Throughout this year my garden has been a useful addition to my larder: wild strawberries for icecream, mustard flowers to decorate my Maille mustard meal, elderflowers for syrup and fritters, vine leaves to wrap salmon and halloumi, nettles for pesto on steaming freshly puffed flat breads and daylilies steamed and tempura-ed for ultra menu wow factor!
The corn on the cobs are bulging in their buttery skeins of silk and apricot-hued flowers from the runner beans will adorn my salads, their taste a lingering but subtle reminder of their fruit.
Last week I picked rosehips to make syrup, a daily spoonful to ward off colds a cherished memory from my childhood.

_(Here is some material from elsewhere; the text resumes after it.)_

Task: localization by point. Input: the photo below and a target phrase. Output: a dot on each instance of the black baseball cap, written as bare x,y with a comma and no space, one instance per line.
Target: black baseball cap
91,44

The buds are the ‘hips’ of the roses, bursting pear-like and alluring beneath the fragrant flowers.
First top and tail the rose hips then slice in half and scoop out the seeds. Chop up the rosehips finely. Place in the water and bring to the boil then remove from the heat and leave for a couple of hours.
Then add the sugar and simmer until it becomes a thick syrup. Strain through a chinois or sieve.
Put it in a thoroughly cleansed jar and seal.